In a randomized control study setting you are “blinded” so you don’t know if you are getting the actual drug or the placebo, there is a deliberate effort to remove or minimize the confounding factors I mentioned so the effect of say exercise or diet may not interfere with the true effect of the intervention itself, and there is no health influencer or attractive marketing campaign to convince you ahead of time that the treatment is going to work. The hyperplacebo response games the system completely and instead of a true randomized controlled study to test genuine efficacy, you get lists of anecdotal testimonials on a marketing page or a poor quality study that is set up for success.

Pillars Over Pills

I’m by no means saying that every health product ever created needs to be supported by an expensive multi-year IRB approved randomized control study. We know that standard process is imperfect and can also be influenced by conflicts of interest and corrupt practices. Legitimate researchers and doctors who base every single recommendation on evidence-based research and guidelines have their own blindspots. There are breathing practices, movements, and rituals I’ve adopted based on the innate wisdom of individuals from thousands of years ago, that I’ve benefited from, and that I’ve recommended to my patients and audience. I’ve lowered blood pressure and reversed cholesterol and blood sugar abnormalities in countless patients over the years by using lifestyle interventions that are underemphasized or don’t even appear in medical textbooks, the latest clinical guidelines, or our go-to references like UpToDate.

Interestingly, many modern day researchers like to rename our time-tested ancestral practices like calling yoga nidra, NSDR (non-sleep deep rest), or calling fasting, “time-restricted eating,” to give it legitimacy.
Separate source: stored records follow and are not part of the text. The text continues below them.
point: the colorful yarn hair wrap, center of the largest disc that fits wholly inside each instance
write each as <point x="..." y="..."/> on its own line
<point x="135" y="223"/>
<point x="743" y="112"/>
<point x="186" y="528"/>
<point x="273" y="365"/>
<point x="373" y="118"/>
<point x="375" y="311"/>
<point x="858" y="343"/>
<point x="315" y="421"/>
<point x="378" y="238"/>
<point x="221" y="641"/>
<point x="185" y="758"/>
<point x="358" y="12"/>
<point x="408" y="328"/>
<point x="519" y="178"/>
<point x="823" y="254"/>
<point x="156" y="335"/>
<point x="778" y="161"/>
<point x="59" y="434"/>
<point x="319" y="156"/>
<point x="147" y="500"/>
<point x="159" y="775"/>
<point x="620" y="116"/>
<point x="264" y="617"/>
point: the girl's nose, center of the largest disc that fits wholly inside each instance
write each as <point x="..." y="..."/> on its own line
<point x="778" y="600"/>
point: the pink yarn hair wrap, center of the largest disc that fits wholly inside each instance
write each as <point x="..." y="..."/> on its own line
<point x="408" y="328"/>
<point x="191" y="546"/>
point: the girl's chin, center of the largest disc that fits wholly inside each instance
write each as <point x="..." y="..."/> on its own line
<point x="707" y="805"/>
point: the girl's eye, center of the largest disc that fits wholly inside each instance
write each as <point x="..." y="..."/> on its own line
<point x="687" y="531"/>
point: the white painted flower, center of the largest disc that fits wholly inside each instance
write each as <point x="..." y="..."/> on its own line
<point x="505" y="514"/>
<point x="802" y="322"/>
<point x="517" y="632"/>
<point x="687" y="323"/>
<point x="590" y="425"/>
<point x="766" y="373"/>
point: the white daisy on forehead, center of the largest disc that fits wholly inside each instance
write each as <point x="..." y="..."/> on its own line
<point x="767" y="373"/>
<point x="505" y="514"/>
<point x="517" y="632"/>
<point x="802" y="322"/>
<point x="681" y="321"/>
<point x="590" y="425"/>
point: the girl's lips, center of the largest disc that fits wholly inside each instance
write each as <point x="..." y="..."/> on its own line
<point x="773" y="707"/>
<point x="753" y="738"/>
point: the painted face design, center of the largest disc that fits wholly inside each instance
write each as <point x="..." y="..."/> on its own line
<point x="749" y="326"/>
That’s fine, but I’m just pointing out that the practice came intuitively from ancient humans who had no access to the internet, AI, or research laboratories. Modern day practitioners ideally blend evidence-based interventions with safe and natural ones, that have little to no downside, and have typically been practiced over long periods of times by large numbers of people across the globe.

I want to finish by saying that writing this post isn’t easy for me. I’m not the type who likes to criticize others. However, talking to countless patients, lecture audience members, and friends and family who are investing money into these longevity products, while still not optimizing their four time-tested longevity pillars (nutrition, exercise, stress, and sleep) leaves me frustrated, which is why I’m using this platform to keep you informed and to motivate you to refocus your attention on the pillars over the pills.